Lo distintivo de Hablemos de amor, del italiano Sergio Rubini, es que, si se presta atención, ya en los títulos del comienzo hay un indicio muy claro de qué es lo que se verá a continuación. Entre las placas de las compañías que producen esta película, que llega a las pantallas locales con tres años de demora (se estrenó en Europa en 2015), hay una en particular que hace temer lo peor. En ella se ve un pequeño cuadrado azul sobre fondo negro, en el que con letras blancas puede leerse: Nuevo Teatro. En efecto, pasada la hora cuarenta que dura Hablemos de amor, todos los temores que estas dos palabras pudieran haber generado se habrán cumplido con precisión profética.
¡Teatro filmado, teatro filmado! Es la conclusión con algo de acusatorio que suele sacarse cuando una película reproduce el mecanismo de colocar a sus personajes en un living para hacerlos parlamentar de principio a fin. A pesar de que en este caso la escena se extienden a todos los ambientes del departamento romano en el que vive una pareja de escritores, incluida la terraza, la esencia es la misma. Y aunque es imposible no mencionarlo, bien podría ser un detalle menor si este espacio hubiera sido aprovechado cinematográficamente. Algo que no ocurre. Salvo en el plano secuencia con el que comienza, en el resto de la película la cámara se limita a estar ahí, como un espectador en su butaca, inmóvil incluso cuando se mueve. No hay mirada cinematográfica ni en la puesta ni en el encuadre ni en el movimiento. Entre los estrenos de esta semana se encuentra Vergel, de Kris Niklison, cuyas acciones también transcurren casi por completo dentro de un departamento y a la que se le pueden discutir muchas cosas, pero nunca su logrado trabajo de construcción cinematográfica. En Hablemos de amor no hay nada de eso. Lo que hay, en cambio, es un festival de excesos actorales.

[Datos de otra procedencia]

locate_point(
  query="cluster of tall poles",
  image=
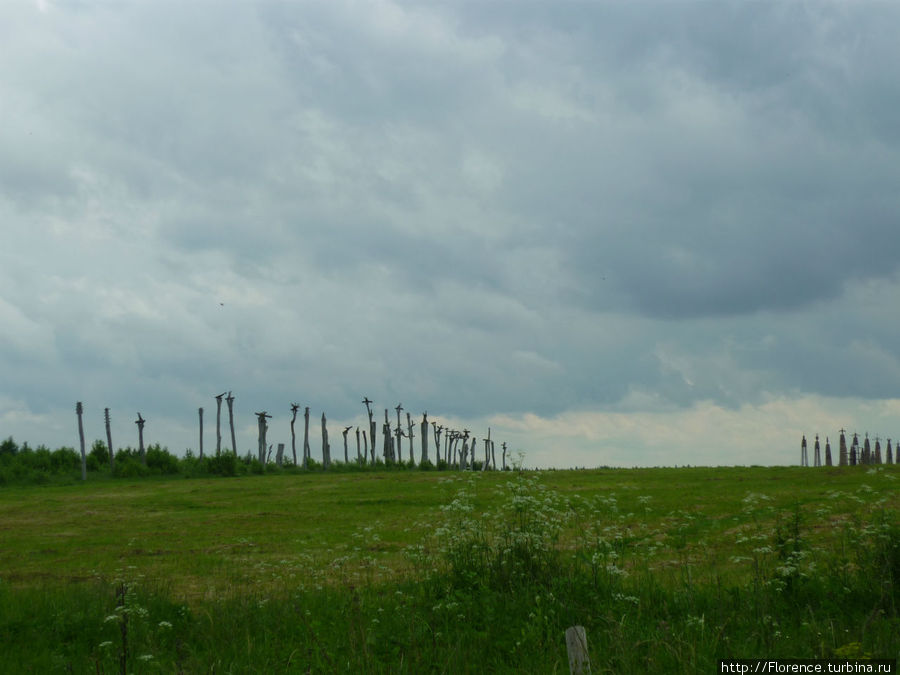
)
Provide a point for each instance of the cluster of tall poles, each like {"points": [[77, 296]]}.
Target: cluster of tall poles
{"points": [[452, 447], [852, 456], [459, 449]]}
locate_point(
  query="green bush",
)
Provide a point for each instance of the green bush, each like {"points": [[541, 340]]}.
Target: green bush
{"points": [[159, 460]]}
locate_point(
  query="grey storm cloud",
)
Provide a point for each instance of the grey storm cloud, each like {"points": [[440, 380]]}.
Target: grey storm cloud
{"points": [[481, 208]]}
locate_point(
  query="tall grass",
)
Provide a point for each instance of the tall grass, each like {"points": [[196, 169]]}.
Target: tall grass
{"points": [[491, 587]]}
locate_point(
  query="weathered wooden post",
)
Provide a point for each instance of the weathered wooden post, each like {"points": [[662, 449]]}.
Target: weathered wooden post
{"points": [[230, 401], [263, 428], [79, 409], [112, 459], [140, 422], [294, 409], [386, 430], [368, 405], [326, 449], [346, 456], [306, 451], [576, 647], [411, 435], [423, 431], [200, 412], [437, 428], [399, 434], [219, 423], [842, 449]]}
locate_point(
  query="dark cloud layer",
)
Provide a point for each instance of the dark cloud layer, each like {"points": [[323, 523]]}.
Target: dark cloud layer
{"points": [[475, 208]]}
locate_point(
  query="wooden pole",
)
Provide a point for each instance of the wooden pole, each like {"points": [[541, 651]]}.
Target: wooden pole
{"points": [[78, 411], [230, 401], [112, 460], [399, 449], [263, 428], [423, 430], [140, 422], [326, 451], [386, 430], [294, 409], [411, 436], [306, 452], [346, 456], [842, 458], [576, 647], [368, 404], [219, 423]]}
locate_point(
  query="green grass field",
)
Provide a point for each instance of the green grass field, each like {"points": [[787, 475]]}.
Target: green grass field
{"points": [[668, 569]]}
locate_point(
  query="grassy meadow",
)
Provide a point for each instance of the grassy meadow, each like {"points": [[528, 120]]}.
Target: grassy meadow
{"points": [[445, 572]]}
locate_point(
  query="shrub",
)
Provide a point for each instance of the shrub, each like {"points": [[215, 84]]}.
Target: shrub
{"points": [[159, 460]]}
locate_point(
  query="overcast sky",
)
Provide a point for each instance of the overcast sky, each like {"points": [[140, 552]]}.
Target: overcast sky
{"points": [[624, 233]]}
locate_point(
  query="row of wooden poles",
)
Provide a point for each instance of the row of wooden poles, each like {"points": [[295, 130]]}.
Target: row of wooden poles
{"points": [[458, 451], [850, 456]]}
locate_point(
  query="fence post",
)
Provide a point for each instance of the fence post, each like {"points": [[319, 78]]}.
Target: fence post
{"points": [[576, 646]]}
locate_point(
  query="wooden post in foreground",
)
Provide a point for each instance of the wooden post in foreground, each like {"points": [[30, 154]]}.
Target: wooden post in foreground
{"points": [[294, 409], [576, 646], [112, 459], [230, 401], [263, 428], [140, 422], [78, 411], [306, 450], [219, 423]]}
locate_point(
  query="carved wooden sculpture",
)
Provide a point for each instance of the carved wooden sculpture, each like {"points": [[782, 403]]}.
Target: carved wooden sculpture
{"points": [[842, 449], [423, 432], [140, 422], [79, 409], [294, 409], [219, 423], [112, 459], [326, 449], [306, 451], [346, 456], [399, 434], [230, 401], [263, 428]]}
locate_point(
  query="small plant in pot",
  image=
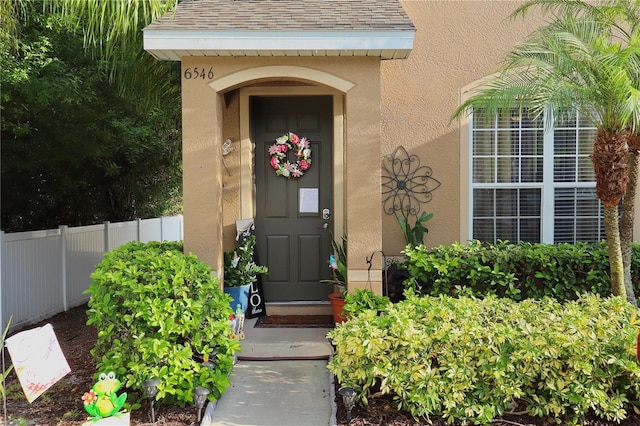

Drama de parejas jugado desde la comedia, en el que la pareja que vive en el fatal departamento recibe la visita de sus mejores amigos, quienes no tienen mejor idea que ir discutir su divorcio en casa ajena, el film no solo resulta tosco desde lo cinematográfico, sino también limitado en términos dramáticos. Sus personajes recorren cuanto estereotipo exista: políticos, sociales, de edad, de género e incluso de nacionalidad. La forma en que los cuatro hablan a los gritos, como si no hubiera mejor detalle de color para retratar la “italianidad”, hace que Hablemos de amor se convierta pronto en un irritante y muy completo ejercicio de lugares comunes. Una película neurótica a la que el propio Rubini demuele en un intento de ironía final, haciendo que el más impresentable de sus personajes afirme que los neuróticos son los que “hacen avanzar al mundo”. La frase no parece un toque de humor autoconsciente.